Я ответил утвердительно.
-- "Когда вы приедете в Россию", тихо сказал мне негус, "забудьте все то худое, что вы видели здесь, и помните только хорошее".
Я обещал исполнить это и, кажется, я сдержал свое обещание.
-- "Если вы увидите Императора, передайте ему мое маленькое письмо. Я дам вам его сегодня же. Во сколько дней вы думаете добраться до Харара?"
-- "Шесть, семь дней".
-- "Невозможно... Впрочем, что для русских невозможно!? Желаю вам счастливого пути. Я дам вам бумагу и прикажу, чтобы вам всюду оказывали приют, как бы мне самому. Приезжайте еще раз, не забывайте нашей бедной страны!"
Аудиенция была окончена. Я откланялся и вышел во двор.
В воротах меня нагнал m-sieur Ильг и передал мне открытый лист для моего путешествия и письмо геразмачу Банти. И то, и другое было написано на клочках простой писчей бумаги в четверть листа, вверху имелось изображение печати негуса, а внизу будто напечатанный текст. Письмо к Банти было без конверта.
Я. вышел на улицу. День был серый, тоскливый. Грустное чувство уносил я в сердце своем. Мне жаль было покидать эту бедную страну, простого и доброго императора.
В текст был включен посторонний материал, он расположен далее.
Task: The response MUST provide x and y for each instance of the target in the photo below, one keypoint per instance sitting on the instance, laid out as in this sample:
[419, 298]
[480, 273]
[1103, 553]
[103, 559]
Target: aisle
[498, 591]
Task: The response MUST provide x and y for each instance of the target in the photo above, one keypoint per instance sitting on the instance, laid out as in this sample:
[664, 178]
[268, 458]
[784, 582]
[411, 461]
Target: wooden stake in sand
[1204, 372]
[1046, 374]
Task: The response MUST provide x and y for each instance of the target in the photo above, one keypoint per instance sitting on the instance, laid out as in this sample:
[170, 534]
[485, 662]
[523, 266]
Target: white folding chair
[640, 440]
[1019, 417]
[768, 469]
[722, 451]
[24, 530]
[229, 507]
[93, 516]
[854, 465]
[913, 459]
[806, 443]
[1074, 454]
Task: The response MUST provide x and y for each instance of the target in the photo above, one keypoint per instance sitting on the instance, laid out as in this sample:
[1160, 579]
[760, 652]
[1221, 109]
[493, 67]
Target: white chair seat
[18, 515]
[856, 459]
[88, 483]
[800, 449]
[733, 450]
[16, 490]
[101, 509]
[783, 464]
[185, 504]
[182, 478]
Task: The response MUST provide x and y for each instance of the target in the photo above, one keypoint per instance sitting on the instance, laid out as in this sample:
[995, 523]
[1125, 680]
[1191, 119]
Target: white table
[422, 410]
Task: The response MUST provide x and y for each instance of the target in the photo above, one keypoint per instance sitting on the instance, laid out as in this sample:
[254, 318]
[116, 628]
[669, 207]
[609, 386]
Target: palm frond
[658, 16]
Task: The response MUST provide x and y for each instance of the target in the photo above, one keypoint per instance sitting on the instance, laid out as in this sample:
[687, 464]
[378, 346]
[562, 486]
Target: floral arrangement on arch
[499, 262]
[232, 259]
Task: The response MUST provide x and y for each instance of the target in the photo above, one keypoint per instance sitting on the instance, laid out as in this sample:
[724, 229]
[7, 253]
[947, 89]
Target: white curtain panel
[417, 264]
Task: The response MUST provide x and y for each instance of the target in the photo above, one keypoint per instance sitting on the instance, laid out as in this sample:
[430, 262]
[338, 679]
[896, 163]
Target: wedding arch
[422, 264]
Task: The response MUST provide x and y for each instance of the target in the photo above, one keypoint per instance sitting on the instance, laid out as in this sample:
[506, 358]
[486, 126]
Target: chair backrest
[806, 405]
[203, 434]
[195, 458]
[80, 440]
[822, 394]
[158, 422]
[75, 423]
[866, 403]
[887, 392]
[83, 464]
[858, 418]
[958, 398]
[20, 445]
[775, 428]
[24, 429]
Вокруг сопровождавшего меня казака была толпа. Смотрели оружие, седло, расспрашивали об учении, О джигитовке.
-- "Даже надоели, ваше высокоблагородие, сказал мне Авилов, "облепили, как мухи. Ружье покажи, шашку вынимают, мундир трогают -- чудные люди, ничего не видали".
Я приехал домой. И на дворе мне стало грустно. Жалко было преданных мне славных казаков. Всякий послужил -- сколько мог.